The Eightfold Church has - you may be surprised to hear - eight cults, four greater and four lesser. The greater cults are the ones who were part of the original alliance against the Mage Sovereigns, while the lesser were brought in after, either because they provided clear utility to the Church or because there was no way to get rid of them.

Iuva the Mage-Breaker is the god of magic, the sky and the sea, storms, authority, law and dominance.

Tinevra is the god of knowledge, teaching, truth, secrets, lies, the moon, strategy and civic planning.

Tanit is the god of war, the sun, enforcement, glory, healing, and all forms of physical and performative excellence, including sex as performative.

Ilmar is the god of crafts, the forge, civic health, trade, sports, oaths, ships, shipbuilding and golems.

Aster is the god of agriculture, tamed nature, husbandry, growth and also a big fuck you to the druids, whom the Church hates.

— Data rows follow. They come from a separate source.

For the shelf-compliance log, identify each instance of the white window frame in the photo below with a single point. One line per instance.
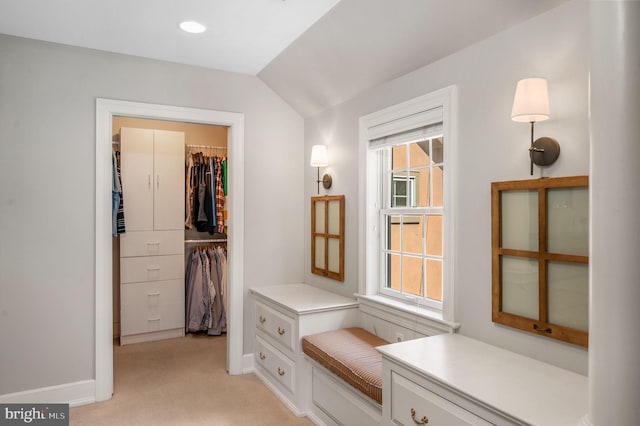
(405, 117)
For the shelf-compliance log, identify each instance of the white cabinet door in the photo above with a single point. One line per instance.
(152, 170)
(136, 169)
(169, 182)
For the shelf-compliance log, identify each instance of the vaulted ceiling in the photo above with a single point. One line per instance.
(314, 54)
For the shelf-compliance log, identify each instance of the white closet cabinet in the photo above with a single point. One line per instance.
(152, 249)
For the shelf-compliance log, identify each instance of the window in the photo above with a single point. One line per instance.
(407, 150)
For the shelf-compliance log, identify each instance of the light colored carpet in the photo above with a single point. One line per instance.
(183, 382)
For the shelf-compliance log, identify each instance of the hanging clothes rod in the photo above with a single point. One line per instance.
(206, 147)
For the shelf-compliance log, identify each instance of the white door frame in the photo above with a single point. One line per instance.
(105, 110)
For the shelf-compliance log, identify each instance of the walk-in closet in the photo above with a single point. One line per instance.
(169, 230)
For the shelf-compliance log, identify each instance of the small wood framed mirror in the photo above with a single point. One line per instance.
(327, 236)
(540, 256)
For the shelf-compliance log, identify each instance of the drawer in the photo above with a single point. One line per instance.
(151, 268)
(276, 363)
(410, 402)
(151, 306)
(151, 243)
(277, 325)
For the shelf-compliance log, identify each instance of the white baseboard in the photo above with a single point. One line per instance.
(74, 394)
(248, 365)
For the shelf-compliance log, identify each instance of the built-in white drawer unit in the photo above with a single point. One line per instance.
(152, 306)
(274, 362)
(151, 268)
(452, 380)
(151, 243)
(284, 314)
(277, 325)
(413, 404)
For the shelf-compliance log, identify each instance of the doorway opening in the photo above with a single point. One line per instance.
(106, 109)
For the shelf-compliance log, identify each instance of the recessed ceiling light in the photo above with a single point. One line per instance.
(192, 27)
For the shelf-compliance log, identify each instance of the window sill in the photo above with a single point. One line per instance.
(421, 319)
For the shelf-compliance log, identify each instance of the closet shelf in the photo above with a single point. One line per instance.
(206, 147)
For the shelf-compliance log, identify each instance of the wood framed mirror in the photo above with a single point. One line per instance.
(327, 236)
(540, 256)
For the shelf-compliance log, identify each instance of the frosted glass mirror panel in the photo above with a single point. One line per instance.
(319, 260)
(519, 219)
(320, 216)
(334, 255)
(568, 220)
(334, 217)
(520, 286)
(327, 236)
(568, 294)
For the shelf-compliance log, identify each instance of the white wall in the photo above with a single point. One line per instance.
(47, 193)
(491, 148)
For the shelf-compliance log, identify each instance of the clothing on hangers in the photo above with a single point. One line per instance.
(205, 290)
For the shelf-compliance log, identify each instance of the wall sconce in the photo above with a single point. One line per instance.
(319, 159)
(531, 104)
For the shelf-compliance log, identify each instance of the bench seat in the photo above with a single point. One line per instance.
(350, 354)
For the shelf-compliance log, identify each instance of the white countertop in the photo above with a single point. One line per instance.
(532, 391)
(303, 298)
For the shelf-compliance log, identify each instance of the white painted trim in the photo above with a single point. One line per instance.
(154, 335)
(105, 110)
(418, 319)
(369, 194)
(277, 392)
(74, 394)
(248, 363)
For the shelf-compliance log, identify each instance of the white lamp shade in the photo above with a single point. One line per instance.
(531, 101)
(319, 156)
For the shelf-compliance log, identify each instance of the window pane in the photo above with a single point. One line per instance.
(568, 220)
(393, 271)
(319, 261)
(437, 149)
(519, 219)
(393, 229)
(419, 187)
(412, 233)
(568, 286)
(419, 154)
(400, 190)
(412, 278)
(436, 176)
(520, 286)
(399, 157)
(434, 279)
(434, 235)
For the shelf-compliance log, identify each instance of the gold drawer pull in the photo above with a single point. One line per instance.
(423, 421)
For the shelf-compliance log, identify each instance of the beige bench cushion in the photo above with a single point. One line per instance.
(350, 354)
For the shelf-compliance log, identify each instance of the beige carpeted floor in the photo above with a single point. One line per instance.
(183, 382)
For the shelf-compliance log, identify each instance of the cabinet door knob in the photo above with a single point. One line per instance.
(422, 421)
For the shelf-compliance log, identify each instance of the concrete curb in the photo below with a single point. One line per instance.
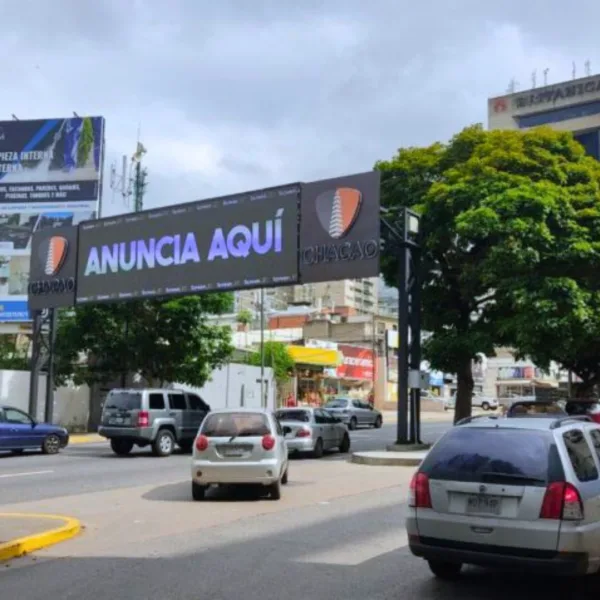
(70, 528)
(388, 459)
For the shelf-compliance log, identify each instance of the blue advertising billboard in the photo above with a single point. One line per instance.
(50, 176)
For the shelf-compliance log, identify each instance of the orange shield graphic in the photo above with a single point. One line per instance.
(338, 210)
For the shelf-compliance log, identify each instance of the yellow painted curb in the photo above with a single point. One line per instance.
(70, 528)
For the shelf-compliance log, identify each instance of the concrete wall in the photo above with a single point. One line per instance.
(71, 403)
(236, 385)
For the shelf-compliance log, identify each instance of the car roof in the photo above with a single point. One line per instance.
(536, 423)
(250, 411)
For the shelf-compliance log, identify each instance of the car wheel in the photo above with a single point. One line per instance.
(121, 447)
(445, 570)
(164, 443)
(318, 449)
(198, 491)
(275, 490)
(345, 445)
(51, 444)
(186, 446)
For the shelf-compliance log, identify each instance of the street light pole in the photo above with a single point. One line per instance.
(405, 241)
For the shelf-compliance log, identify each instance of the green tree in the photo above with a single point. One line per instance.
(244, 317)
(277, 357)
(492, 203)
(162, 340)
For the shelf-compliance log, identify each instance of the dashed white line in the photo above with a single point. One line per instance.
(27, 474)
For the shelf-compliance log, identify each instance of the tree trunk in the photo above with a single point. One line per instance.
(464, 391)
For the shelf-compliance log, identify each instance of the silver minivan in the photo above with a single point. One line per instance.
(159, 418)
(510, 493)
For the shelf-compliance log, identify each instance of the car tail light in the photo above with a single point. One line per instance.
(143, 418)
(268, 442)
(201, 443)
(562, 501)
(419, 496)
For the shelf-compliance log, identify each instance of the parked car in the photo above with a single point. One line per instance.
(582, 406)
(313, 430)
(152, 417)
(355, 413)
(514, 493)
(536, 408)
(478, 401)
(19, 431)
(240, 446)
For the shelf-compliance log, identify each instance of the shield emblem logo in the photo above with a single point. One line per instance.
(338, 210)
(53, 253)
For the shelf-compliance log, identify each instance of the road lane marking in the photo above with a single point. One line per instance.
(25, 474)
(357, 551)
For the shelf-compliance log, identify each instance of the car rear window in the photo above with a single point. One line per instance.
(293, 415)
(238, 424)
(582, 408)
(124, 400)
(339, 403)
(491, 455)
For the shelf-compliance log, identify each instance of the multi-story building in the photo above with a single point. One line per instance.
(358, 295)
(568, 106)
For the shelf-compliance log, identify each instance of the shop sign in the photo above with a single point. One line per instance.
(357, 362)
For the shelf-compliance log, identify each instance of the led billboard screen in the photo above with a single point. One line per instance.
(235, 242)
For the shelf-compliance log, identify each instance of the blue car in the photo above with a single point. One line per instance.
(18, 432)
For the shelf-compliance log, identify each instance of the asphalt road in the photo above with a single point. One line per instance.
(86, 468)
(353, 548)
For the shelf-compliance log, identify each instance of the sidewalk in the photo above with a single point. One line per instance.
(22, 534)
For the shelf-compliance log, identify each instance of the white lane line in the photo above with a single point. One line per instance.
(355, 552)
(29, 473)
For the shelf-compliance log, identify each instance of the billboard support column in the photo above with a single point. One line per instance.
(52, 321)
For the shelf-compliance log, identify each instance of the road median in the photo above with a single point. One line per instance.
(23, 533)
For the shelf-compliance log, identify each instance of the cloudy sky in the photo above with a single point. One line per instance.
(241, 94)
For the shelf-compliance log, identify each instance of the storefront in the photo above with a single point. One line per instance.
(313, 366)
(355, 377)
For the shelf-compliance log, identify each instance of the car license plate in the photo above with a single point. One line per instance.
(234, 451)
(483, 505)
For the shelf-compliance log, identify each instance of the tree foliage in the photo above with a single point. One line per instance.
(162, 340)
(277, 357)
(502, 211)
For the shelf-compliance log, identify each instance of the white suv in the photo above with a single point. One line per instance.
(477, 400)
(514, 493)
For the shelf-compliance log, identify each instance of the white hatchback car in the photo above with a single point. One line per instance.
(240, 446)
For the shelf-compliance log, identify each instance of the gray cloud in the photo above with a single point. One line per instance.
(235, 95)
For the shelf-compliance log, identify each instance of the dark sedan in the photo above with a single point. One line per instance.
(19, 432)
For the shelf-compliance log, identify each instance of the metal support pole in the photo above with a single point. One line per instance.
(262, 348)
(403, 324)
(34, 372)
(49, 412)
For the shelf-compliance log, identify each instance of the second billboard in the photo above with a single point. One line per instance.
(231, 243)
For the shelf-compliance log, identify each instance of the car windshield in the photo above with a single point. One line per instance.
(535, 409)
(124, 400)
(293, 415)
(482, 454)
(337, 403)
(236, 424)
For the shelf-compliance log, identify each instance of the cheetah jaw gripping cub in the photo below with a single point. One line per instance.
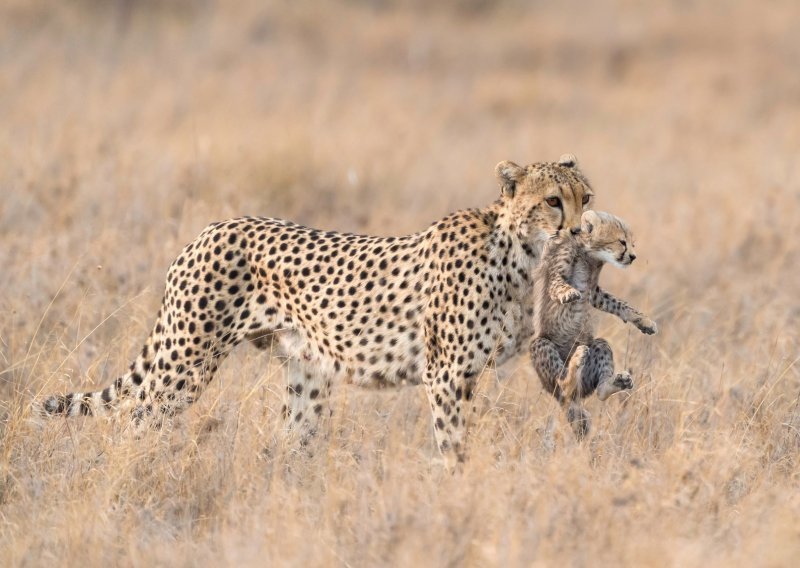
(434, 307)
(566, 288)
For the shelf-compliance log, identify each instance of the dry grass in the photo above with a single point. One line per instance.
(126, 130)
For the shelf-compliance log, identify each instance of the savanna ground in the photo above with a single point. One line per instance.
(129, 126)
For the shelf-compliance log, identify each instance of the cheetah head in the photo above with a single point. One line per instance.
(608, 238)
(542, 198)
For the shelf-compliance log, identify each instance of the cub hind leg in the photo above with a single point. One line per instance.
(565, 383)
(599, 373)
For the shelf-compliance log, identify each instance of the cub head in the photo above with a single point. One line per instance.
(542, 198)
(608, 238)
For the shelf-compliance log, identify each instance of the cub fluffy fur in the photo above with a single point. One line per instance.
(565, 291)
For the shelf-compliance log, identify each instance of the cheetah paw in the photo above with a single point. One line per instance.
(623, 381)
(569, 295)
(647, 326)
(571, 382)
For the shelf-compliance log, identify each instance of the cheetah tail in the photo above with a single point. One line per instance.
(110, 398)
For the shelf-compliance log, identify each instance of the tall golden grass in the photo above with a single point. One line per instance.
(128, 126)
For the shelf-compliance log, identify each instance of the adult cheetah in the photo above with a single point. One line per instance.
(434, 307)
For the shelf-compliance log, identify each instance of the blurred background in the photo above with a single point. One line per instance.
(129, 125)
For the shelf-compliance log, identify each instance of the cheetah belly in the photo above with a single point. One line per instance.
(396, 361)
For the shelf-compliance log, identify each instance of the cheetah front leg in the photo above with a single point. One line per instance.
(449, 393)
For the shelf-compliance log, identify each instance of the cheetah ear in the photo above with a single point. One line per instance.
(588, 221)
(509, 174)
(568, 161)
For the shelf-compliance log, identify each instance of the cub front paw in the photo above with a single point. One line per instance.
(646, 325)
(623, 381)
(569, 295)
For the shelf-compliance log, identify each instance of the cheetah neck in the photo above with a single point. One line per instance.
(514, 257)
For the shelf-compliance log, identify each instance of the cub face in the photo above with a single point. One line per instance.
(544, 197)
(608, 238)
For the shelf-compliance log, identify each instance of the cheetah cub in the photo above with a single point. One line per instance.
(566, 288)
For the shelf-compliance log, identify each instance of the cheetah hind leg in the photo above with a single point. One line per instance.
(307, 404)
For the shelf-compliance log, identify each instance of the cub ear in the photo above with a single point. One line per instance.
(568, 161)
(589, 220)
(509, 174)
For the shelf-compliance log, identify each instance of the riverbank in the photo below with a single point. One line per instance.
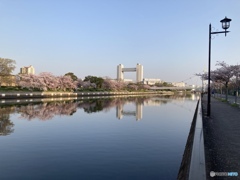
(221, 138)
(25, 95)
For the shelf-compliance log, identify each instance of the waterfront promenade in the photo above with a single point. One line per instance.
(221, 138)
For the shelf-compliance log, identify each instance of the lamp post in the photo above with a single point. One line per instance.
(225, 25)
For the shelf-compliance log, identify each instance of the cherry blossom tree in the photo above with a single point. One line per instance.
(224, 74)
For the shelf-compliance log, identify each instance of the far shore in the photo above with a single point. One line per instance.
(29, 94)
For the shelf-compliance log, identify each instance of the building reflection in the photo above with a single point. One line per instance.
(47, 110)
(6, 126)
(120, 112)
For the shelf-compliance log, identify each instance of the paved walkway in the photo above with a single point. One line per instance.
(221, 138)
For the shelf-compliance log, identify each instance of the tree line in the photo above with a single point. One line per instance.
(46, 81)
(224, 78)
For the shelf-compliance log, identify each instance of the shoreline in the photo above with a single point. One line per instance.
(27, 95)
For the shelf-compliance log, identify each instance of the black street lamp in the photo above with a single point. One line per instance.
(225, 25)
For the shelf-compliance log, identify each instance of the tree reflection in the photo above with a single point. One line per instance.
(46, 111)
(6, 126)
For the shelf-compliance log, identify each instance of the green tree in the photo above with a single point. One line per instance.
(72, 75)
(7, 66)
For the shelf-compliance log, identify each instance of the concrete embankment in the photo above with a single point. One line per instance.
(193, 161)
(25, 95)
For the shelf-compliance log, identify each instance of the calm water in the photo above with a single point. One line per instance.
(112, 138)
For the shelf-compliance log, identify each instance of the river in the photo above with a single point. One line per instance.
(108, 138)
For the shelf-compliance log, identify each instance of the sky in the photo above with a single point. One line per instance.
(91, 37)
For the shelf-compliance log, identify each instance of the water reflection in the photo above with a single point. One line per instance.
(47, 110)
(6, 126)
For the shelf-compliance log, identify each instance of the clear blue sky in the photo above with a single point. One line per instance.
(91, 37)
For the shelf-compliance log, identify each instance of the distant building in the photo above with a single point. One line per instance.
(151, 81)
(8, 80)
(27, 70)
(179, 84)
(128, 80)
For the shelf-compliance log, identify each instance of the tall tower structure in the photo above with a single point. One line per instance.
(120, 72)
(139, 74)
(138, 70)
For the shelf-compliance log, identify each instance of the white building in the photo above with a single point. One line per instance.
(179, 84)
(151, 81)
(138, 70)
(27, 70)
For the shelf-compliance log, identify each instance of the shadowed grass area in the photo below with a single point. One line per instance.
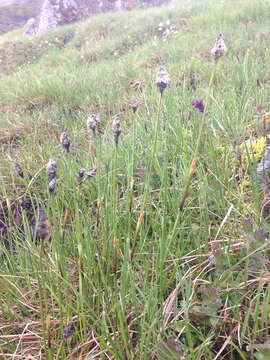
(111, 268)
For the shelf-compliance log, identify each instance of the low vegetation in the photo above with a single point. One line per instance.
(132, 223)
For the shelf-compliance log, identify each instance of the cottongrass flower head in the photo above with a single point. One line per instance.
(93, 122)
(80, 176)
(51, 169)
(65, 140)
(163, 79)
(220, 48)
(116, 129)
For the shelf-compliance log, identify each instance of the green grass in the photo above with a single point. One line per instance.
(16, 15)
(138, 278)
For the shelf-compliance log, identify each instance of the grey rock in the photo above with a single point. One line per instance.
(31, 27)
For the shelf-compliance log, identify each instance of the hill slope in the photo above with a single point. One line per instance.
(155, 247)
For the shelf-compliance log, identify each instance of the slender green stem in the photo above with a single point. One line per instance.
(200, 142)
(147, 190)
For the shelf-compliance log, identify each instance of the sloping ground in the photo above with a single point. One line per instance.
(114, 264)
(16, 14)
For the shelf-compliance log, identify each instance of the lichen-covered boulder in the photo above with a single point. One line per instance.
(31, 27)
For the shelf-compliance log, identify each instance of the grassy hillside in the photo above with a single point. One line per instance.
(161, 251)
(16, 15)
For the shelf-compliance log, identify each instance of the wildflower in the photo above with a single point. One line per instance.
(135, 104)
(91, 173)
(52, 186)
(163, 79)
(68, 331)
(220, 48)
(198, 104)
(18, 170)
(42, 228)
(92, 123)
(51, 169)
(116, 129)
(65, 141)
(80, 176)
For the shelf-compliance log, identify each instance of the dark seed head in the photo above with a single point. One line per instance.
(163, 79)
(51, 169)
(219, 48)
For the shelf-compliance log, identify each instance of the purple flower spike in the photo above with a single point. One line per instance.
(198, 104)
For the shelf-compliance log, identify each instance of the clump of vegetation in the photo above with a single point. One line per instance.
(129, 233)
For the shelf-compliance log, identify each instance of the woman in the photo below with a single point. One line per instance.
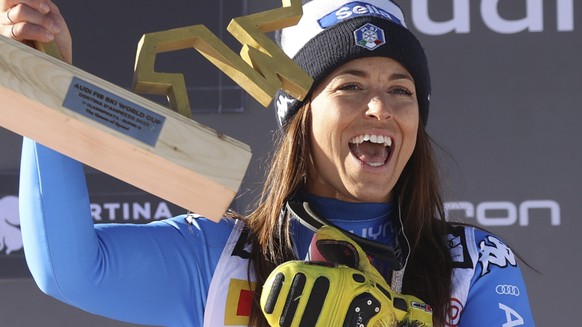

Morha is the god of love, ecstasy, marriage, family, loyalty, fellowship and organised crime. They are associated with sexual relationships.

Nissus is the god of joy, music, drink, art, athletics, sex as a form of expression, and riot.

Yagai is the god of death, birth, boundaries, dreams, time, and kicking in the undead or planar intruders.

They're probably still too focused, but on the other hand their cults are meant to be pretty synthetic.